Ingenhoven: Es sind nicht so sehr die Statik und das Fundament, was man vielleicht glauben könnte. Es gibt ultrafesten Beton und hochfesten Stahl. Limitierend sind eher die Kosten, der Energieverbrauch und das Gewicht.

mm: Das Gewicht?

Ingenhoven: Ja, es ist eine große Herausforderung, für derart hohe Häuser ein Aufzugskonzept zu entwickeln. Allein die Stahlseile, an denen so ein Aufzug hängt, haben ein unglaubliches Gewicht.

mm: Das dürfte sicherlich auch den Energieverbrauch enorm in die Höhe treiben.

Ingenhoven: Natürlich. Man muss sich sowieso die Frage stellen, ob derart hohe Häuser überhaupt Sinn machen. An die Folgekosten scheint niemand zu denken, stattdessen geht es nur ums Prestige: Ganz unter dem Motto: "Ich kann am höchsten". Sinnvoll ist das nicht. Ich empfinde das auch als ordinär.

mm: Brauchen wir also keine Hochhäuser?

Ingenhoven: Doch, natürlich brauchen wir Hochhäuser. Dort, wo auf wenig Fläche viele Menschen arbeiten und wohnen müssen, machen Hochhäuser absolut Sinn und sind unentbehrlich. Der Vorteil einer verantwortungsvollen Verdichtung liegt in den Synergieeffekten aus verkehrlicher Infrastruktur und einem geringeren Energie- und Ressourcenverbrauch . Allerdings sollten die regionalen und kulturellen Lebensbedingungen und auch die geographischen und klimatischen Umweltbedingungen berücksichtigt werden. Eine gigantische Höhe ist da meist nicht zielführend.
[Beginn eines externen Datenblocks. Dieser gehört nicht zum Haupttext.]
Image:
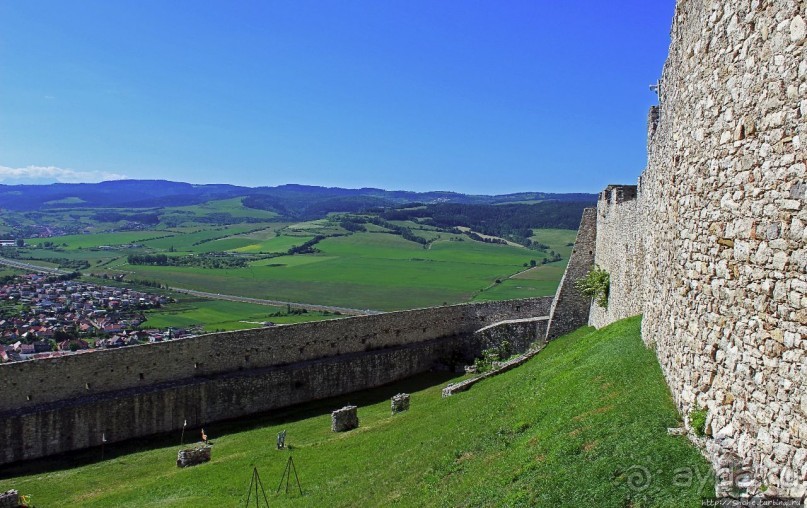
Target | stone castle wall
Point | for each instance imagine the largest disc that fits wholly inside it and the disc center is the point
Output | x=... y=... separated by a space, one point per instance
x=715 y=244
x=61 y=404
x=570 y=309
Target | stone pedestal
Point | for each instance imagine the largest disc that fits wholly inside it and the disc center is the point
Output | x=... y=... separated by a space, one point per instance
x=9 y=499
x=193 y=456
x=344 y=419
x=400 y=403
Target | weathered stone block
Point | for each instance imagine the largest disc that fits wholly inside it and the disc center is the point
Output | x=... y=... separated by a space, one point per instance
x=345 y=419
x=400 y=403
x=9 y=499
x=193 y=456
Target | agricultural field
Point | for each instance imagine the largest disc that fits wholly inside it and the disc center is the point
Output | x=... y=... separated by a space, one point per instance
x=224 y=316
x=577 y=422
x=373 y=269
x=371 y=263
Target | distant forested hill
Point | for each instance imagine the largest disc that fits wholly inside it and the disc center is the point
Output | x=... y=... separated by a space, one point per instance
x=291 y=200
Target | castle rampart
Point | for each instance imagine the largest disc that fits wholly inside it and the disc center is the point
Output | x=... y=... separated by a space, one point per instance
x=61 y=404
x=713 y=251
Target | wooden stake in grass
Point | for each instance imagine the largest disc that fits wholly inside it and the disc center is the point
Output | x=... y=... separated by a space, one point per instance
x=287 y=476
x=256 y=482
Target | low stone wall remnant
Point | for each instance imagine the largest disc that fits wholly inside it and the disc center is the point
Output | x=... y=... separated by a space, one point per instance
x=9 y=499
x=345 y=419
x=400 y=403
x=193 y=456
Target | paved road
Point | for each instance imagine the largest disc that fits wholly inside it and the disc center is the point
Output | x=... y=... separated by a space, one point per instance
x=215 y=296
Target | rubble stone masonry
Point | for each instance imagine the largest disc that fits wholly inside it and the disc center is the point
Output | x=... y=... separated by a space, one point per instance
x=713 y=249
x=56 y=405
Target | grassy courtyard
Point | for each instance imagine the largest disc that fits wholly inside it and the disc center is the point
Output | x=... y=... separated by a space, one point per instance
x=582 y=424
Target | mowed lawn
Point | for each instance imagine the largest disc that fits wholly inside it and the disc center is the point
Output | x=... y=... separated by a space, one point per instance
x=584 y=423
x=366 y=270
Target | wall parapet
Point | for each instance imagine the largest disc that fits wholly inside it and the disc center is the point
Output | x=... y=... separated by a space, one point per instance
x=713 y=250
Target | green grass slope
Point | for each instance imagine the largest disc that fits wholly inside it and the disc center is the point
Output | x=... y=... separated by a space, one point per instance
x=582 y=424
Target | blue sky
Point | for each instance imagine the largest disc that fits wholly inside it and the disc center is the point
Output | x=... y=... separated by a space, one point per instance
x=470 y=96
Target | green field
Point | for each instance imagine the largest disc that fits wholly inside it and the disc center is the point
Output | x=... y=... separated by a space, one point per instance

mm: Welche Höhe wäre denn sinnvoll?

Ingenhoven: Es kommt darauf an, was das Ziel ist. Vielleicht ist es sinnvoll in einer Stadt Gebäude von 300 Meter Höhe zu bauen. Die kann man gerade in die Höhe bauen und somit die Ressource Fläche voll ausnutzen.

mm: Das kann städtebaulich auch langweilig wirken.

Ingenhoven: Die Häuser lassen sich natürlich schon unterschiedlich gestalten; beeinflussen doch auch klimatische Bedingungen, Blickbeziehungen und städtebauliche Parameter die Form eines Hochhauses Aber bei Gebäudehöhen von 200 bis 300 Metern könnte man zum Beispiel beim Bau auf reine Stahlkonstruktionen verzichten, was schon mal ein wichtiger Beitrag zur Reduzierung des Materialinhärenten Energieverbrauchs wäre.

mm: Was sind die besonderen Herausforderungen an Architekten, derartige Gebäude zu bauen?

Ingenhoven: Wir versuchen ökologisch sinnvolle Gebäude zu bauen. Das heißt unter anderem eben den Materialverbrauch und den Energieverbrauch zu reduzieren sowie für ein gutes Klima im Gebäude zu sorgen. Dann sind da Themen, wie man mit recycelbaren Materialien arbeiten kann. Sehr wichtige Punkte sind Flexibilität und Reversibilität.